Das der Flüchtlingsstrom nicht anhält, Leute unkontrolliert ins Land kommen, es keine Obergrenze gibt, vernünftige Integration von so vielen Menschen (aus meist islamischen Ländern) nahezu unmöglich ist...
Und wer hat jetzt darunter zu leiden?
Wo wäre der Unterschied, ob jetzt nur 200.000 oder 2 Millionen Flüchtlinge hier wären?
Dem ganz normalen Bürger fällt das doch gar nicht auf, mal ernsthaft.
Genau die gleichen "Ängste" gab es, als Rumänen und Bulgaren frei einreisen durften, mein Gott, da hat man auch gedacht, Deutschland geht unter. Oder die Russenmafia damals. Oder oder oder...
Eine Obergrenze darf es auch nicht geben und das ist auch gut so. Dass man da noch diskutieren muss, finde ich immer wieder erstaunlich. Nicht die Flüchtlinge müssen sich anpassen, was das betrifft.

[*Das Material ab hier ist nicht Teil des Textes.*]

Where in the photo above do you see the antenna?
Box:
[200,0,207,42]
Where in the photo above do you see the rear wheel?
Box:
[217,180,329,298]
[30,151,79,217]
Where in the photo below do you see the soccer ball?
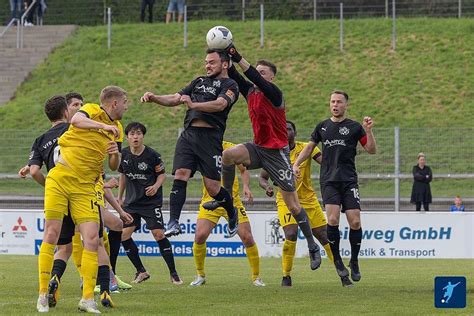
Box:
[206,26,232,49]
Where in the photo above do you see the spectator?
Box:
[10,0,23,19]
[451,195,464,212]
[166,0,184,24]
[140,0,155,23]
[410,153,433,212]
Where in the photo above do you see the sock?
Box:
[222,165,235,195]
[157,237,176,273]
[122,238,146,272]
[102,229,110,257]
[323,243,334,263]
[193,242,206,276]
[293,208,317,250]
[245,244,260,281]
[72,232,84,277]
[170,180,188,221]
[212,187,235,218]
[97,265,110,293]
[81,249,98,300]
[328,224,342,261]
[281,239,296,276]
[51,259,66,281]
[109,230,122,273]
[349,228,362,261]
[38,242,56,294]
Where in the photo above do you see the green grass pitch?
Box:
[0,255,474,315]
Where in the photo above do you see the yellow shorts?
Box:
[198,203,249,224]
[44,163,100,225]
[95,182,105,207]
[277,202,328,229]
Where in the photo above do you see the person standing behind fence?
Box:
[166,0,185,24]
[451,195,465,212]
[140,0,155,23]
[410,153,433,212]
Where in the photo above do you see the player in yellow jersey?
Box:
[259,121,352,286]
[190,141,265,286]
[37,86,128,313]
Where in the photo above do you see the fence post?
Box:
[339,2,344,52]
[107,7,112,49]
[313,0,317,21]
[183,5,188,48]
[392,0,397,50]
[394,126,400,212]
[260,3,264,48]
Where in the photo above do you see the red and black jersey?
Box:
[229,66,288,149]
[311,119,367,183]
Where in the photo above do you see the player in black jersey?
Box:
[18,93,131,307]
[293,91,377,281]
[141,50,239,237]
[118,122,183,285]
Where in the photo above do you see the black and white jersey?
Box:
[118,146,165,213]
[311,119,367,183]
[178,76,239,134]
[28,123,69,171]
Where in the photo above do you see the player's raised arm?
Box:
[293,141,316,177]
[140,92,182,107]
[362,116,377,154]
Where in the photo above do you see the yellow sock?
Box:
[323,244,334,263]
[245,244,260,281]
[281,239,296,276]
[38,242,56,294]
[72,232,84,277]
[193,243,206,276]
[103,229,110,257]
[81,249,98,300]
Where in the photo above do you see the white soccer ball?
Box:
[206,26,232,49]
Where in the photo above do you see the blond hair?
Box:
[100,86,127,104]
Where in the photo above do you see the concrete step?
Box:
[0,25,77,105]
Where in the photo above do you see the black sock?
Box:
[212,187,235,218]
[109,230,122,273]
[51,259,67,281]
[157,237,176,273]
[293,208,317,250]
[170,180,188,221]
[327,224,342,261]
[122,238,146,272]
[97,265,110,293]
[349,228,362,261]
[222,165,235,194]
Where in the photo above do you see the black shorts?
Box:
[244,143,296,192]
[58,212,104,245]
[123,207,165,230]
[321,181,360,213]
[173,126,222,181]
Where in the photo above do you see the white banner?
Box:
[0,209,474,259]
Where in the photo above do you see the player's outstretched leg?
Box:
[165,179,188,237]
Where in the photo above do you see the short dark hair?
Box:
[286,120,296,133]
[100,86,127,104]
[44,95,67,122]
[66,92,84,104]
[331,90,349,102]
[125,122,146,136]
[255,59,277,75]
[206,48,230,62]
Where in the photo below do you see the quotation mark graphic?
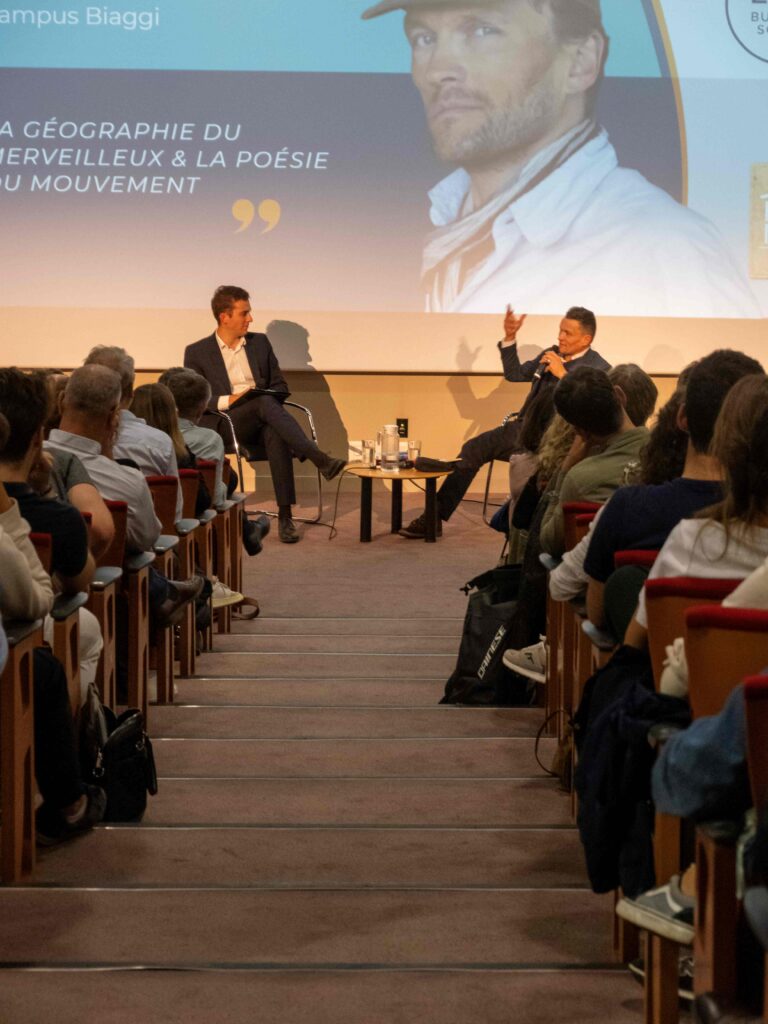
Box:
[232,199,283,234]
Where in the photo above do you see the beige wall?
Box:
[137,371,675,497]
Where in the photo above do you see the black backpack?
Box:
[80,683,158,821]
[440,565,527,707]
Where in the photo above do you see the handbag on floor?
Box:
[80,683,158,821]
[440,565,525,707]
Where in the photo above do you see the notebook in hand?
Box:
[229,387,291,409]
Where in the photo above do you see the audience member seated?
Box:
[46,365,204,627]
[131,384,245,608]
[400,306,610,539]
[160,367,269,561]
[159,367,227,505]
[40,372,115,561]
[85,345,183,519]
[130,384,213,518]
[584,350,762,638]
[0,370,103,699]
[0,448,106,846]
[549,371,688,611]
[626,374,768,649]
[541,364,657,557]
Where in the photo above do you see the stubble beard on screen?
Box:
[430,80,559,176]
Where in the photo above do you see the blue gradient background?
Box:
[0,0,660,78]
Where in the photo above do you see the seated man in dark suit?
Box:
[400,306,610,538]
[184,285,345,544]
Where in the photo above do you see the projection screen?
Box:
[0,0,768,373]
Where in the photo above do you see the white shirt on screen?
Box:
[427,131,761,317]
[216,335,256,413]
[178,417,226,505]
[635,519,768,629]
[43,430,162,552]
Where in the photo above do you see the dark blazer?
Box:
[499,345,610,419]
[184,332,291,409]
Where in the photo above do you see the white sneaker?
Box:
[502,637,547,683]
[211,577,243,608]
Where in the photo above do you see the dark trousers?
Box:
[437,421,520,521]
[34,647,85,810]
[201,395,329,505]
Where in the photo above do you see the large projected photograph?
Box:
[0,0,768,370]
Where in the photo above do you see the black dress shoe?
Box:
[243,515,270,555]
[399,512,442,541]
[153,575,206,630]
[321,459,346,480]
[278,517,300,544]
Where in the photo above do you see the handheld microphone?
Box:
[532,345,560,381]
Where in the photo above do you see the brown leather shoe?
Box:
[321,459,346,480]
[153,575,206,630]
[278,518,301,544]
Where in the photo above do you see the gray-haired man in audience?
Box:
[46,365,205,626]
[85,345,183,519]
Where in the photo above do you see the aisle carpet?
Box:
[0,481,642,1024]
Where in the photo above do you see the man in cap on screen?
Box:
[362,0,760,316]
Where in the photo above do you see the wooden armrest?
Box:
[91,565,123,591]
[123,551,155,572]
[3,618,43,647]
[154,534,178,555]
[582,618,616,650]
[50,591,88,623]
[176,519,200,537]
[539,551,560,572]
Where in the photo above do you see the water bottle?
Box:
[381,423,400,473]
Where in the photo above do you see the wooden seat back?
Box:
[562,502,601,551]
[178,469,199,519]
[144,476,179,536]
[30,534,53,575]
[645,577,741,686]
[685,605,768,718]
[198,459,216,502]
[613,549,658,569]
[744,674,768,808]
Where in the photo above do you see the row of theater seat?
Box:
[0,462,246,885]
[542,503,768,1024]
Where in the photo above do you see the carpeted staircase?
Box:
[0,497,642,1024]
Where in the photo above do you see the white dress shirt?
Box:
[427,131,761,317]
[43,430,162,552]
[635,519,768,629]
[114,409,184,519]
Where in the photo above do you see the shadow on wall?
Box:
[447,338,519,441]
[266,321,349,456]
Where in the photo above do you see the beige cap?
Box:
[361,0,600,18]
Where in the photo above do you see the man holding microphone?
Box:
[400,306,610,539]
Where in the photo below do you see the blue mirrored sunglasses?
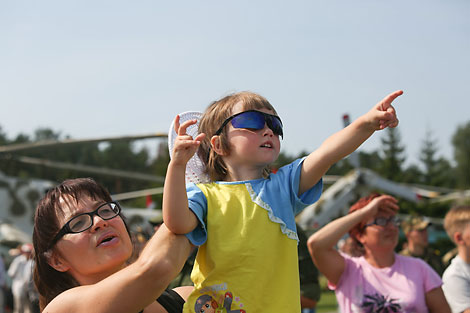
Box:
[364,216,401,228]
[215,110,283,137]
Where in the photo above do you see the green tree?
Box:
[379,128,405,181]
[452,121,470,188]
[419,131,455,187]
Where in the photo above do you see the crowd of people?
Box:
[2,90,470,313]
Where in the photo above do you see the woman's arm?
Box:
[308,195,398,285]
[44,225,191,313]
[425,287,451,313]
[307,206,363,285]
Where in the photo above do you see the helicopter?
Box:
[0,133,167,247]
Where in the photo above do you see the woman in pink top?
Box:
[308,194,450,313]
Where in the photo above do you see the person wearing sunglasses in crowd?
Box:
[308,194,450,313]
[163,91,402,313]
[33,178,192,313]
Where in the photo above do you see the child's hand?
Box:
[366,90,403,130]
[171,115,206,166]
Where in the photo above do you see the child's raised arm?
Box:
[162,115,205,234]
[298,90,403,195]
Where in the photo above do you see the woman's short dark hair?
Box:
[33,178,129,310]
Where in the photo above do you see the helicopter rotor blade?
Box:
[0,133,168,153]
[111,187,163,201]
[7,156,165,183]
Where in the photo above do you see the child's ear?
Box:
[211,136,225,155]
[47,252,70,272]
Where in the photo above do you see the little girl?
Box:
[163,90,403,313]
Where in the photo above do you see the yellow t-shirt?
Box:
[183,161,321,313]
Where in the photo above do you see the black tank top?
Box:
[139,289,185,313]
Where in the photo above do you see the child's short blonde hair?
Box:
[444,205,470,243]
[198,91,277,181]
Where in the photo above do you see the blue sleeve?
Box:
[186,184,207,246]
[278,157,323,215]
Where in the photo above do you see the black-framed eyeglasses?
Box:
[50,201,121,247]
[364,216,401,228]
[215,110,283,137]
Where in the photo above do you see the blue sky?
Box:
[0,0,470,167]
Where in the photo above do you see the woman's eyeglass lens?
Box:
[52,202,121,244]
[215,110,283,137]
[364,216,401,228]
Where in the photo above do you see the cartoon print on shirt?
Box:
[194,292,246,313]
[361,293,402,313]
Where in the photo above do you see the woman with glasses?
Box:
[308,194,450,313]
[33,178,192,313]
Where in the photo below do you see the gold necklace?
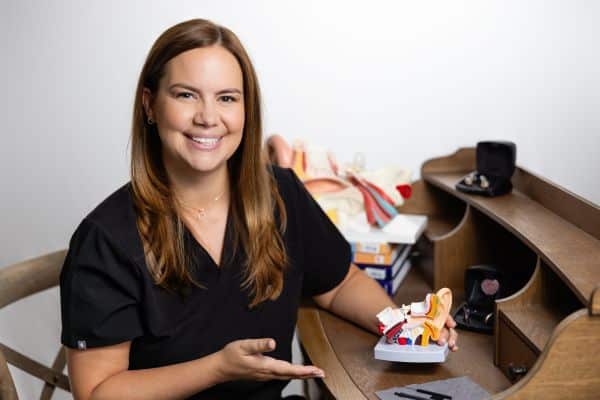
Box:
[179,191,226,220]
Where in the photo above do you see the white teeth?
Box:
[191,137,221,145]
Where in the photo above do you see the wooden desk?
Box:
[298,149,600,400]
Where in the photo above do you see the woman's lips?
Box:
[185,134,223,151]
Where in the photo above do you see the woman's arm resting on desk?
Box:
[314,264,458,351]
[67,338,323,400]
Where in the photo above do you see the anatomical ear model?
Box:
[377,288,452,346]
[266,135,411,228]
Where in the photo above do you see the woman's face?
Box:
[143,46,244,180]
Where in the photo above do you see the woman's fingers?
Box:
[264,357,325,379]
[240,338,276,354]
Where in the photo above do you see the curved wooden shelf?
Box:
[423,151,600,304]
[298,148,600,400]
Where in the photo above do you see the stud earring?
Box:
[465,172,475,186]
[479,175,490,189]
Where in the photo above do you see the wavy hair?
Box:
[131,19,288,307]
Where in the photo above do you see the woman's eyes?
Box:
[175,92,238,103]
[175,92,195,99]
[219,95,237,103]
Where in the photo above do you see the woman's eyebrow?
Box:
[169,83,242,94]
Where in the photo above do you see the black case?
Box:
[456,141,517,197]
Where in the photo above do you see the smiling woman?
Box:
[60,19,456,400]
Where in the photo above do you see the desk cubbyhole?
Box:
[432,205,536,303]
[425,185,467,240]
[496,258,585,363]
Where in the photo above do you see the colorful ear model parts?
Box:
[377,288,452,346]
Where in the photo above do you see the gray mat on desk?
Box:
[375,376,490,400]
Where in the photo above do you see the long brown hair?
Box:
[131,19,288,307]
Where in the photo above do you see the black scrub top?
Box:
[60,167,351,399]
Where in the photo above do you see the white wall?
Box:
[0,0,600,398]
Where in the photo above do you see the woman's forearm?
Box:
[329,265,396,333]
[90,353,225,400]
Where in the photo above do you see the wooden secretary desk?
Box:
[298,148,600,400]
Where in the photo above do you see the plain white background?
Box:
[0,0,600,399]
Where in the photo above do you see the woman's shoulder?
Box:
[269,165,298,198]
[77,182,143,258]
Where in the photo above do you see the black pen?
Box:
[416,389,452,400]
[394,392,430,400]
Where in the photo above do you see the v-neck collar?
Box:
[183,206,233,270]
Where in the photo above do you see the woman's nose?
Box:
[194,101,217,126]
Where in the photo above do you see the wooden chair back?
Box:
[0,250,70,400]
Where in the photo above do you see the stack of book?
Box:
[350,242,412,296]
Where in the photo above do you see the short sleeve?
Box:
[60,219,143,349]
[288,170,352,296]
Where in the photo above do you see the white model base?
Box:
[375,336,448,363]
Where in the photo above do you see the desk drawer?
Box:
[497,313,538,383]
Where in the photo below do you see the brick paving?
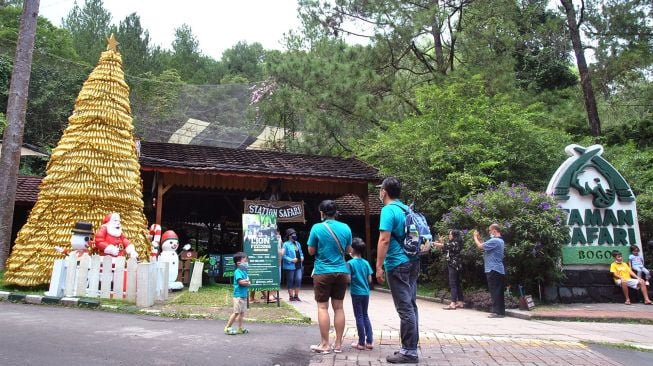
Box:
[310,332,621,366]
[289,289,653,366]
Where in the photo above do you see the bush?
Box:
[436,183,569,293]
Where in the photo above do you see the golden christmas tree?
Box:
[4,35,150,286]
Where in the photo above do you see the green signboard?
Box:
[243,214,280,291]
[562,245,630,264]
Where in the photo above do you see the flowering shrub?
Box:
[434,183,569,293]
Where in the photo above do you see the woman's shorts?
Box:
[614,278,639,289]
[234,297,247,313]
[313,273,349,302]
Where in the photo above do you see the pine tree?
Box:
[4,35,149,286]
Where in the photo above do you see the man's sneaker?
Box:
[385,352,419,363]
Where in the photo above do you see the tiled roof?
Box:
[16,175,42,204]
[140,141,379,181]
[336,193,381,216]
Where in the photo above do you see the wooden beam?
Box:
[361,194,372,260]
[156,173,174,225]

Nein, wir müssen die Bedingungen schaffen, dass wir diese aufnehmen können.
Jaja, schon scheiße in so einem freien, aufgeklärten Rechtsstaat zu leben. Damit muss man halt dann klar kommen.
Nahezu unmöglich ist die Integration also?
Was soll man dazu noch sagen. Wer legt das fest bzw. an was macht man das fest?
Integration, so wie wir sie uns vorstellen, fängt ja auch damit an, die Leute ordentlich zu behandeln, eben keine Ängste zu propagieren und positiv an die Sache heranzugehen. Ihnen zu geben, was sie brauchen.
Ja, ich ekliger Gutmensch.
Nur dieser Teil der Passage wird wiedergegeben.